HÉRACLIDE de Pont : philosophe, historien et astronome du IVe siècle av. J.-C. Il naquit à Héraclée et fut le disciple de Platon, de Speusippe et d’Aristote. Il ne nous reste de lui qu’un extrait de son traité historique sur la constitution des Etats.

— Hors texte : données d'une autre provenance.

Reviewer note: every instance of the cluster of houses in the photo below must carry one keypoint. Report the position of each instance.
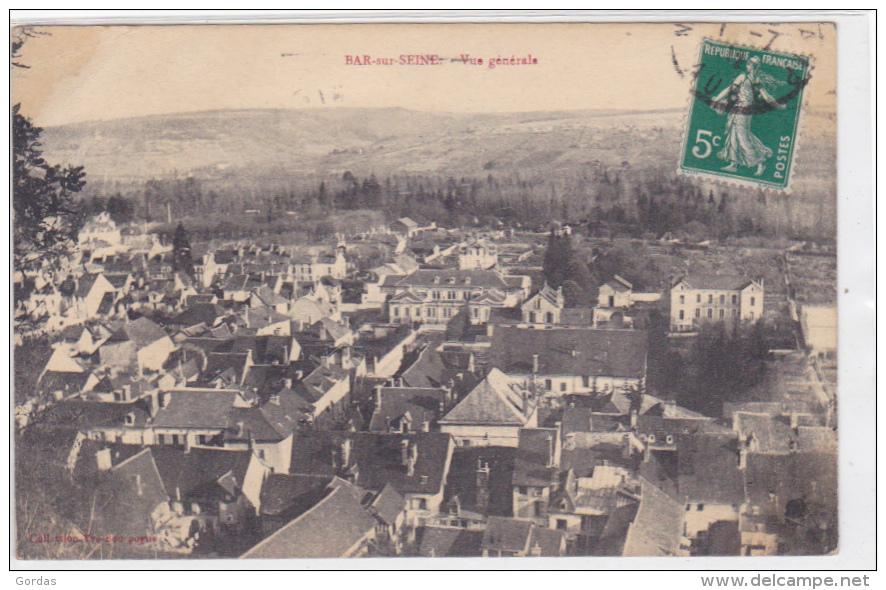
(286, 402)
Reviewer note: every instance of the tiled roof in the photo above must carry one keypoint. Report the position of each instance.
(496, 400)
(282, 493)
(715, 282)
(535, 457)
(143, 332)
(332, 528)
(445, 542)
(196, 409)
(422, 404)
(570, 351)
(132, 491)
(197, 472)
(658, 525)
(388, 505)
(379, 458)
(707, 469)
(486, 279)
(507, 534)
(771, 434)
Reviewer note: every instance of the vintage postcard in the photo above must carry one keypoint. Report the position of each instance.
(291, 291)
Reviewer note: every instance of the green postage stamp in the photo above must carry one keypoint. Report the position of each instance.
(744, 115)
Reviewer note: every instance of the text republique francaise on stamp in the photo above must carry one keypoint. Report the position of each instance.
(744, 115)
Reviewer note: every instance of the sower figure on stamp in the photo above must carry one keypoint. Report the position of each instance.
(741, 147)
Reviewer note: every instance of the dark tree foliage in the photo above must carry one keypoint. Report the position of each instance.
(563, 267)
(45, 223)
(181, 252)
(723, 364)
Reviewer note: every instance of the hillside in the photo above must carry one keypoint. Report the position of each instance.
(248, 155)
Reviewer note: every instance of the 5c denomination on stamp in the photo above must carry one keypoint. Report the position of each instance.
(744, 115)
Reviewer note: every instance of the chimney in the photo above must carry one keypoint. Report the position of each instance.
(413, 457)
(404, 452)
(626, 448)
(103, 459)
(482, 485)
(346, 453)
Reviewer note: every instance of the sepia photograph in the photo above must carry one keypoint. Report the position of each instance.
(287, 291)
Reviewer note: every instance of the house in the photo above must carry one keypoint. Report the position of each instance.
(309, 268)
(478, 255)
(267, 321)
(222, 484)
(509, 537)
(305, 311)
(696, 299)
(408, 409)
(615, 293)
(544, 307)
(92, 293)
(448, 542)
(648, 524)
(566, 361)
(339, 525)
(536, 473)
(327, 388)
(416, 465)
(408, 228)
(492, 413)
(140, 342)
(435, 296)
(99, 229)
(132, 500)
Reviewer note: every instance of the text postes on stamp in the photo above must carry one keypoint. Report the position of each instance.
(744, 114)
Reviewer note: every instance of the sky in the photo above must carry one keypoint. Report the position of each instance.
(85, 73)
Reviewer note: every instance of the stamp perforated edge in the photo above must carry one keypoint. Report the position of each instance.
(741, 182)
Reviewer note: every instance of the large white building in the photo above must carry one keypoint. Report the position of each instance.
(435, 296)
(696, 299)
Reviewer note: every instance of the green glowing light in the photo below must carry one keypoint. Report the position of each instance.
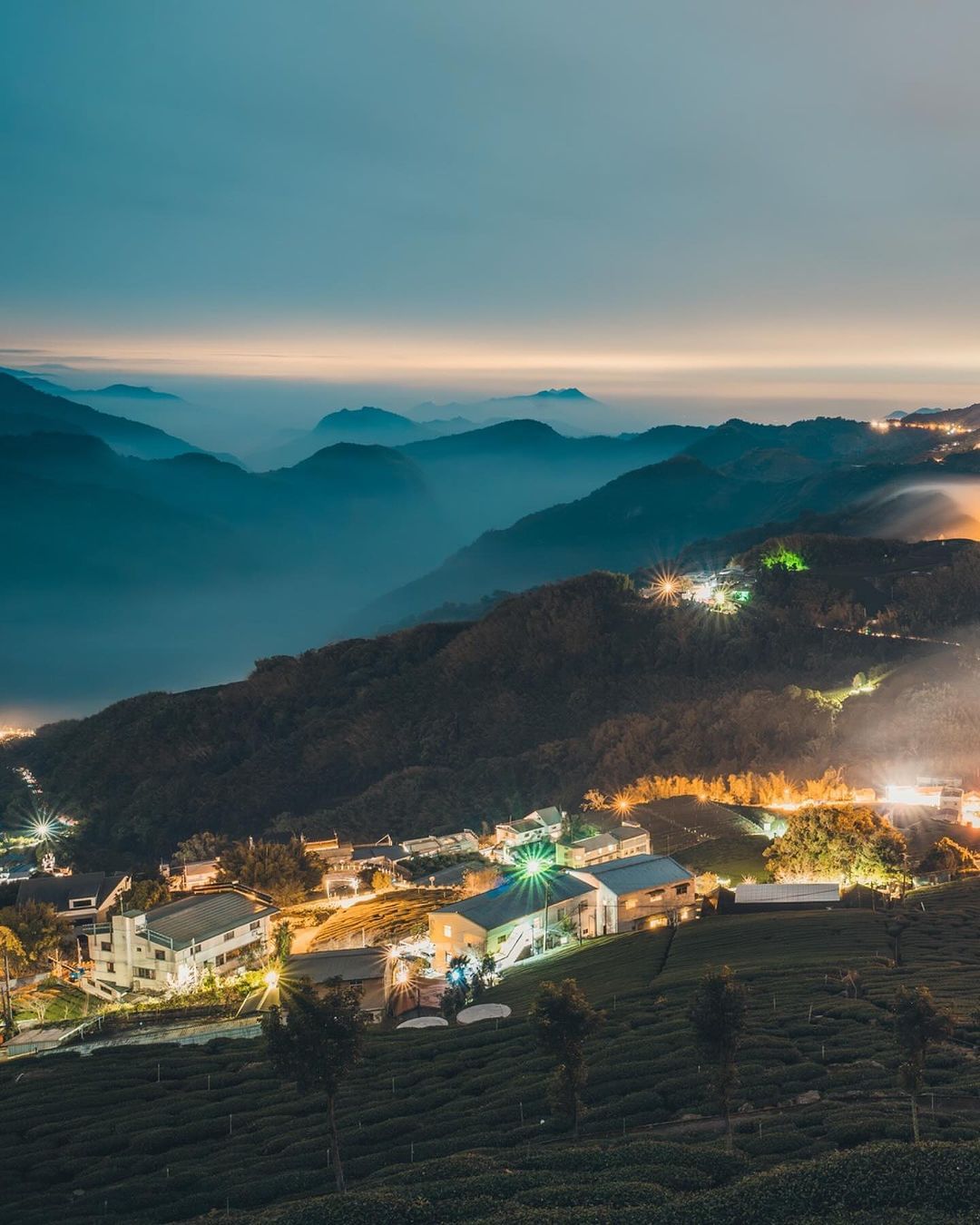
(784, 559)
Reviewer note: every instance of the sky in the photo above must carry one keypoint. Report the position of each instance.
(690, 211)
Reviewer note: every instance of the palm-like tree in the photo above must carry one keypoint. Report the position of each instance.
(11, 951)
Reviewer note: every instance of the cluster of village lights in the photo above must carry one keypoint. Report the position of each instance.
(671, 588)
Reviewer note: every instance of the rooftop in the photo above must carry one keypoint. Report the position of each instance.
(623, 833)
(205, 916)
(640, 872)
(58, 891)
(516, 898)
(350, 965)
(595, 842)
(386, 850)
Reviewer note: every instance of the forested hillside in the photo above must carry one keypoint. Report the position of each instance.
(571, 686)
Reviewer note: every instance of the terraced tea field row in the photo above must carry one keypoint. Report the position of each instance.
(165, 1133)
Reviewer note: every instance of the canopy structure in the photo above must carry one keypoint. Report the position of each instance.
(483, 1012)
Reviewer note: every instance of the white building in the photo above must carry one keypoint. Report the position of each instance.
(86, 897)
(543, 825)
(616, 843)
(443, 844)
(172, 945)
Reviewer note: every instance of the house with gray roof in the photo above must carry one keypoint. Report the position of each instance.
(543, 825)
(640, 891)
(367, 968)
(512, 917)
(172, 946)
(84, 897)
(615, 843)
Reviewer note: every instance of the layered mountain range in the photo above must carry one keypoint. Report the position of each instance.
(140, 561)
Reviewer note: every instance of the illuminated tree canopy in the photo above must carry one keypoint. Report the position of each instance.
(780, 557)
(849, 844)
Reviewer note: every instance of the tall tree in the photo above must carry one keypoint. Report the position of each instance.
(456, 996)
(919, 1022)
(846, 844)
(284, 870)
(282, 941)
(561, 1019)
(718, 1015)
(38, 927)
(200, 847)
(315, 1044)
(11, 952)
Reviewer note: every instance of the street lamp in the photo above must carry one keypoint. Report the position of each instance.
(532, 868)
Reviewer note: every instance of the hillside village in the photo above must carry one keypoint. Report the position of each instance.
(426, 925)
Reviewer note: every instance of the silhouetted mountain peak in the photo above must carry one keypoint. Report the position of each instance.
(128, 391)
(561, 394)
(367, 418)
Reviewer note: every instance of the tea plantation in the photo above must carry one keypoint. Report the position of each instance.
(452, 1124)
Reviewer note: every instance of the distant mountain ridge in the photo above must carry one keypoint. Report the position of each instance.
(570, 686)
(113, 391)
(24, 409)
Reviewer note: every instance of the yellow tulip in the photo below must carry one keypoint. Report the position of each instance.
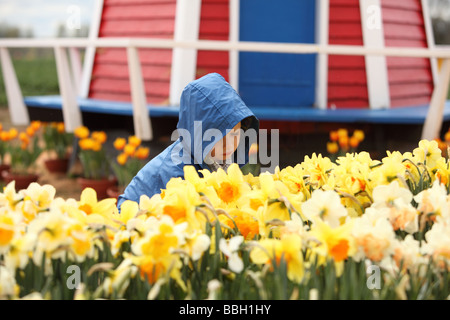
(82, 132)
(134, 141)
(119, 143)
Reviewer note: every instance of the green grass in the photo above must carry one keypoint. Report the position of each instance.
(36, 77)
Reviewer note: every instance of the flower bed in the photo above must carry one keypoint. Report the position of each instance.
(356, 228)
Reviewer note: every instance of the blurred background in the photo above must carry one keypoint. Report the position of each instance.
(36, 72)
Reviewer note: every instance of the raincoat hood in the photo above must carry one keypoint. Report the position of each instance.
(207, 103)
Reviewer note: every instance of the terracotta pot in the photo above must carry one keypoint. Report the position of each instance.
(4, 167)
(22, 180)
(114, 192)
(99, 185)
(57, 165)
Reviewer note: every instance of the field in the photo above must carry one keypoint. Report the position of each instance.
(36, 77)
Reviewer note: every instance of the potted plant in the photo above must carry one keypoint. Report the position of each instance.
(23, 149)
(96, 167)
(128, 162)
(5, 137)
(57, 145)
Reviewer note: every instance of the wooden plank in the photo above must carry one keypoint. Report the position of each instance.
(149, 72)
(405, 62)
(347, 76)
(412, 5)
(136, 2)
(210, 28)
(160, 88)
(434, 119)
(409, 43)
(344, 3)
(403, 90)
(348, 29)
(17, 109)
(410, 101)
(145, 11)
(71, 111)
(342, 61)
(130, 27)
(146, 56)
(346, 41)
(218, 10)
(115, 96)
(346, 92)
(213, 58)
(202, 71)
(345, 14)
(391, 15)
(403, 31)
(348, 103)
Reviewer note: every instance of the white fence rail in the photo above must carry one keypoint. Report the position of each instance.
(142, 124)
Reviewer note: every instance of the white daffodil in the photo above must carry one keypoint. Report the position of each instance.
(385, 195)
(7, 283)
(433, 200)
(230, 250)
(325, 204)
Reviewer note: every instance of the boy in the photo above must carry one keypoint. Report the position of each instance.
(207, 105)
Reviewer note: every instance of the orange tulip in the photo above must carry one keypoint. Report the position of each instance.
(81, 132)
(119, 143)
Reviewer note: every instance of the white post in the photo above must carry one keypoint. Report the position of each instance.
(376, 66)
(234, 37)
(433, 122)
(75, 63)
(71, 111)
(430, 38)
(141, 117)
(17, 109)
(322, 25)
(90, 51)
(184, 61)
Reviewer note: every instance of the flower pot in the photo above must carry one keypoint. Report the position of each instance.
(57, 165)
(22, 180)
(4, 167)
(114, 192)
(99, 185)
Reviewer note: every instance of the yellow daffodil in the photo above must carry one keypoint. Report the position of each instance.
(289, 248)
(428, 153)
(335, 242)
(120, 143)
(82, 132)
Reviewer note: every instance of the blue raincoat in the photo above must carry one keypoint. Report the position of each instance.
(211, 100)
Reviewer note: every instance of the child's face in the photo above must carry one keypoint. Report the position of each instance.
(223, 149)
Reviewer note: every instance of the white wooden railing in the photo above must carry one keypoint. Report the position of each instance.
(142, 124)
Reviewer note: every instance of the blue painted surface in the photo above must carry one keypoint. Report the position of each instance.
(404, 115)
(276, 79)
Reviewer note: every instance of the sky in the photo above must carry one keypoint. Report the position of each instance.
(44, 16)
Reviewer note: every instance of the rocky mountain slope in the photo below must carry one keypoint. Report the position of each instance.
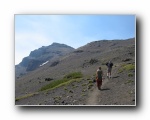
(78, 90)
(41, 56)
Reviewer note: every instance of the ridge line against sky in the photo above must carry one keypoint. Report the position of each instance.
(35, 31)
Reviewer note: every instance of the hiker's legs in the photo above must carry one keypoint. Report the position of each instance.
(99, 84)
(109, 72)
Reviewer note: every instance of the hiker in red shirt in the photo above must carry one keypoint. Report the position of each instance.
(99, 74)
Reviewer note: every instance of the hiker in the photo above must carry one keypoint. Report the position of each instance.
(99, 74)
(109, 66)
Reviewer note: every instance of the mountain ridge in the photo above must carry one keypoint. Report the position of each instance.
(85, 60)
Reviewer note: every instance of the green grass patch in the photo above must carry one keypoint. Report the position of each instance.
(26, 96)
(70, 78)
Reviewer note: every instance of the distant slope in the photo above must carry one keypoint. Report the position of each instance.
(40, 56)
(85, 59)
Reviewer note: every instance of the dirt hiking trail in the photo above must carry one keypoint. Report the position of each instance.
(94, 96)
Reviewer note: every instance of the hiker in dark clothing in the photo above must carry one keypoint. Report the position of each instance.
(99, 74)
(109, 66)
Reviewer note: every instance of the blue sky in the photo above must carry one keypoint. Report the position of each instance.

HÉRACLIDE ou HÉRACLITE : grammairien alexandrin d’une époque incertaine dont il est resté un curieux ouvrage : les Allégories homériques.
HÉRACLIDES : descendants d’Héraclès. Le terme s’applique surtout aux descendants d’Hyllos, qui conquirent le Péloponnèse avec l’aide des Doriens.
HÉRACLITE d’Éphèse : philosophe grec de l’école ionienne. Il vécut vers 540 av. J.-C. Son père était le premier citoyen d’Éphèse. Héraclite, qui ne pouvait lui succéder comme chef politique, céda les droits à son frère. Devenu philosophe, il vécut dans l’isolement au milieu des montagnes. Il avait déposé dans le temple d’Artémis un livre qui contenait ses doctrines philosophiques et qui fut retrouvé deux siècles plus tard par l’académicien Cratès. Écrit en prose ionienne, ce livre obscur se traitait de la nature et se divisait en trois parties : la physique, la politique et la morale. Nous n’en connaissons que des extraits. Héraclite considérait le feu comme un principe universel et unique, créateur et destructeur de toute chose.
HÉRATÉLÉE : sacrifice que les Grecs faisaient le jour des noces à Héra.
HÉRAY : intendant des greniers sous le règne d’Ahmôsis (1580-1558).